8. Anchor Steam Beer is an American original. This style of beer, something of a hybrid between an ale and a lager, was developed during the California Gold Rush. Brewers were trying to make the new lager styles without access to the necessary cooling. They improvised by using very shallow fermentation vessels, with a high proportion of the brew exposed to the air. The result was a highly carbonic beer. When the casks were tapped, the emerging CO2 seemed like steam. Anchor Steam is firm, dry, lightly fruity, and very complex.
9. Sierra Nevada Pale Ale is the most universally admired product among American lovers of specialty beers.
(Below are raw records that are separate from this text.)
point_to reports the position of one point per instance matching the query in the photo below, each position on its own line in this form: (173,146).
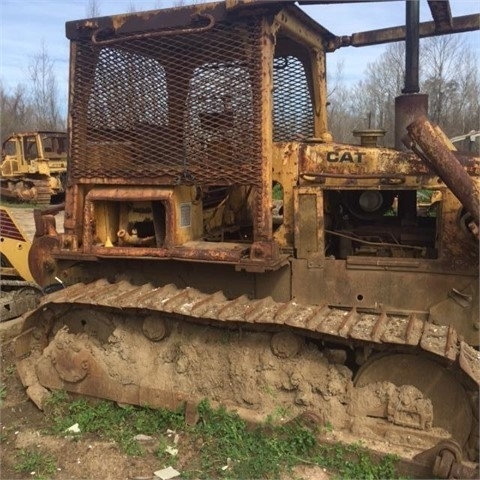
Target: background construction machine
(19,293)
(182,282)
(33,167)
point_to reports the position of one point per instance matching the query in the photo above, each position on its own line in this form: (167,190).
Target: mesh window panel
(184,107)
(292,105)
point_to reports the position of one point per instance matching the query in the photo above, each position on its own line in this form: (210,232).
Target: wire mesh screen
(292,104)
(182,107)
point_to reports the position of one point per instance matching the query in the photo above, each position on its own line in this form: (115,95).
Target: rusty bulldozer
(181,278)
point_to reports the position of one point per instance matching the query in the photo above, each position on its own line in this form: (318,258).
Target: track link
(163,346)
(376,330)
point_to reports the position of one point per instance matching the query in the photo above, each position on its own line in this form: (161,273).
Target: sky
(26,25)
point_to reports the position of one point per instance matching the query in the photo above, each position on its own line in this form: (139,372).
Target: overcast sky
(26,24)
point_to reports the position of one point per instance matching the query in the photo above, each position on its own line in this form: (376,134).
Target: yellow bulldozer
(34,166)
(218,243)
(18,291)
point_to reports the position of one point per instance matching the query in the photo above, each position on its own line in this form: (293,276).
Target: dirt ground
(22,424)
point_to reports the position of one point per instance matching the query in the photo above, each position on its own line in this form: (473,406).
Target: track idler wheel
(286,344)
(445,461)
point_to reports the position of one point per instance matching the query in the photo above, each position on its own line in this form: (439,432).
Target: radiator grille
(181,107)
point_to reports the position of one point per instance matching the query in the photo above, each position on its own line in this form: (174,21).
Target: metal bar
(412,46)
(441,13)
(461,24)
(444,161)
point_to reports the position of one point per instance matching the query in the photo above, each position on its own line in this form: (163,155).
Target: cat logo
(345,157)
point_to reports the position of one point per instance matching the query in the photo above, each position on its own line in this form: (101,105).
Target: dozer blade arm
(435,150)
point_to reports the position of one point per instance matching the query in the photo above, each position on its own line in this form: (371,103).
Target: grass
(223,445)
(37,464)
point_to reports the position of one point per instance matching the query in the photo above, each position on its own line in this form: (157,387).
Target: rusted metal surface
(321,324)
(79,370)
(449,169)
(408,107)
(412,47)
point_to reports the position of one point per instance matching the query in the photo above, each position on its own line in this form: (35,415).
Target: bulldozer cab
(198,109)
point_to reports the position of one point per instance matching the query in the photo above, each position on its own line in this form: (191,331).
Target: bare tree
(448,74)
(17,114)
(452,82)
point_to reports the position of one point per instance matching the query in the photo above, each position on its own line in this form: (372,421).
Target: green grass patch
(108,420)
(223,445)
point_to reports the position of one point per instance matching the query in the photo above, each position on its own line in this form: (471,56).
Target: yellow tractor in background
(34,166)
(19,293)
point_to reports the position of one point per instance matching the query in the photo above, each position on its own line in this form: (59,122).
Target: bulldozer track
(375,330)
(42,187)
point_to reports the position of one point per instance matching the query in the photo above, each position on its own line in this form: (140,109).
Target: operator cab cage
(183,96)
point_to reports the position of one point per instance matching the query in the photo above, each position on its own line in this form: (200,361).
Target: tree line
(449,75)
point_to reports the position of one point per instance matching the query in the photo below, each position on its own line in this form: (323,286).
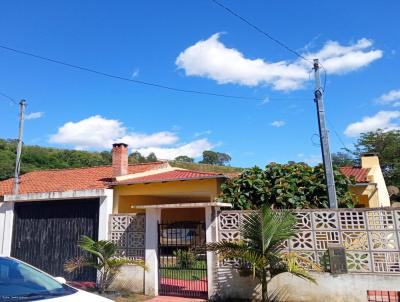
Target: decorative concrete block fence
(128,232)
(370,236)
(371,241)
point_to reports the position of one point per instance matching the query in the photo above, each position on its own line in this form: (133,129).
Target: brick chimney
(120,159)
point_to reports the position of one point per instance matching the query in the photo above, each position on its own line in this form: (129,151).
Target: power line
(128,79)
(9,98)
(262,31)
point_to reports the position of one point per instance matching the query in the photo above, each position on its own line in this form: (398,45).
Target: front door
(182,259)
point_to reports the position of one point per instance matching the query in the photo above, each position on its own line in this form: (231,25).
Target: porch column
(210,213)
(6,227)
(153,216)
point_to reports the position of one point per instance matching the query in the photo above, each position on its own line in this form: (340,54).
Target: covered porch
(179,219)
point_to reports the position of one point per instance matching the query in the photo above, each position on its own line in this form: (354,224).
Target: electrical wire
(262,31)
(9,98)
(128,79)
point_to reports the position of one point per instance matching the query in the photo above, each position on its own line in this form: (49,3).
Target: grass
(197,272)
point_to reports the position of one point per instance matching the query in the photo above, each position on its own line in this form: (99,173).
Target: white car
(20,282)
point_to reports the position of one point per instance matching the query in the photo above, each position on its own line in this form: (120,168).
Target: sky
(197,45)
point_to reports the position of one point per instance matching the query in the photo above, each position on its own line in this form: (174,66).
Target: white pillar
(211,259)
(6,227)
(106,208)
(153,216)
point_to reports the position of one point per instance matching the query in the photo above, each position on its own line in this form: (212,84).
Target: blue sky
(197,45)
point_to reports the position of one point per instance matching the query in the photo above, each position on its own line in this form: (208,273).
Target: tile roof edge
(91,167)
(111,184)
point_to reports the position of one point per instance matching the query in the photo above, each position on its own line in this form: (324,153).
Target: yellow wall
(163,193)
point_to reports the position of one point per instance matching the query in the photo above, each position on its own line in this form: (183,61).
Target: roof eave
(112,184)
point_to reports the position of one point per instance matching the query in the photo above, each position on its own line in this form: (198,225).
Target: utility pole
(22,105)
(323,134)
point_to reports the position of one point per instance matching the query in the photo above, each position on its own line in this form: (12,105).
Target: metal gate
(182,259)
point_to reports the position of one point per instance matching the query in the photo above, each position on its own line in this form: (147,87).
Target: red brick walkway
(383,296)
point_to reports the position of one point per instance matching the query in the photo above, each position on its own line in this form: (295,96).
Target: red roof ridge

In its emphasis on hop aroma, its floweriness, its clean, lean malt background, and its digestibility and drinkability, it has set a style that is often described as American pale ale. The brewery was established on a shoestring in 1981 by partners with minimal experience. It has been run in a quietly single-minded manner and became the biggest micro.
10. BridgePort India Pale Ale. BridgePort, founded in 1984 as Columbia River Brewing, is the oldest pub-micro in Portland, Oregon, a great city of small beers. There are about 20 breweries here, more than in any other city worldwide. The Northwest especially favors very hoppy styles like India pale ales. This example has a lemony, grapefruity, resiny aroma; an oily palate, with suggestions of vanilla pod; and a rush of minty bitterness in the finish. No fewer than five hop varieties are used. Today’s American IPAs are typically far hoppier than those produced in Britain. Pale ales sent to the British Empire in India were given a heavy dose of hops as a preservative on the long sea journey.
An internationally recognized authority on beer and spirits, Michael Jackson has been chronicling the microbrewery movement from the beginning; his most recent book on beer is The Great Beer Guide.